Expectations of an Obama Presidency<snip>
When Barack Obama takes office in January, due to the all things to all people nature of his appeal, he will do so amidst a range of hopes and expectations, including ending the war in Iraq, getting the economy back on track, rebuilding tattered relations with numerous allies and even changing the way we eat and what we drive that is more imposing than those faced by any of his recent predecessors. Achieving all of these goals will be almost impossible. Achieving even one or two of them would be an extraordinary accomplishment.
Obama will, of course, also be evaluated on how he handles the two biggest issues of the campaign and likely of his presidency, at least its early years, as well. These two issues, the economy and the war in Iraq, raise different challenges regarding hope and expectations. A drawdown of troops in Iraq is now almost inevitable. This was a central promise of Obama's campaign; and now the conventional wisdom has largely caught up with where Obama was more than a year ago. Meeting this campaign promise, at least in part, will not be difficult, but Obama must make sure to take the credit for this. It is even possible that this drawdown will happen relatively quickly and without much controversy.

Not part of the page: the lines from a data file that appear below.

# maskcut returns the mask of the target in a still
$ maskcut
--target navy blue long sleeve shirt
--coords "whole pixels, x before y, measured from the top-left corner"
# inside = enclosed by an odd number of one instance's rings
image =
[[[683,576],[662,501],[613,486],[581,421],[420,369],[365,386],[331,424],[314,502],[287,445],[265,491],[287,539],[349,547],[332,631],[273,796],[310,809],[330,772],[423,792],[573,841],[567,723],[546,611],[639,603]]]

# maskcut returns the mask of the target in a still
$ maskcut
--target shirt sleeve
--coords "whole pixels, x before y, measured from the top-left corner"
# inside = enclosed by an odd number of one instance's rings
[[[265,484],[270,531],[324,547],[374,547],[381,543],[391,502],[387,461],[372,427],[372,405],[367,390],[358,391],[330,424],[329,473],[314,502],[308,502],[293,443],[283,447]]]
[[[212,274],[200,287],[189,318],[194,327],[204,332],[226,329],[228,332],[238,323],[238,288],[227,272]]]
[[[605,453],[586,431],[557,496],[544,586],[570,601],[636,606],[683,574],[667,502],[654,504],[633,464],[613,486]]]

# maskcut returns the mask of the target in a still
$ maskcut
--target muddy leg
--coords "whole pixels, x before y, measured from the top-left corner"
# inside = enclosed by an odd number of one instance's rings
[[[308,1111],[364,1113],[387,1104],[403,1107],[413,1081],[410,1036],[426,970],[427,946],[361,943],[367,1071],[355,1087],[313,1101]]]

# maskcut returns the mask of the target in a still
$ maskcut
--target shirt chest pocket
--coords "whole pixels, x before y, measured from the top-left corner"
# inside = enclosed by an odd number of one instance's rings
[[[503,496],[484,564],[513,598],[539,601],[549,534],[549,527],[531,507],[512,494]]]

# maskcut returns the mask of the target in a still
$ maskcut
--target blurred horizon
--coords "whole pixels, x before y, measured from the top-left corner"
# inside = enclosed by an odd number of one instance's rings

We have no way of really knowing what other issues will dominate Obama's presidency, just as few would have predicted that George W. Bush's presidency would have been largely defined by a Global War on Terror, that Bill Clinton's presidency would have been primarily driven by foreign policy or that George H. W. Bush would owe his defeat to an economic downturn. To be a good president Obama will have to respond effectively to all of these unforeseen crises;
to be a great president he will also have to succeed on his own terms with his own agenda.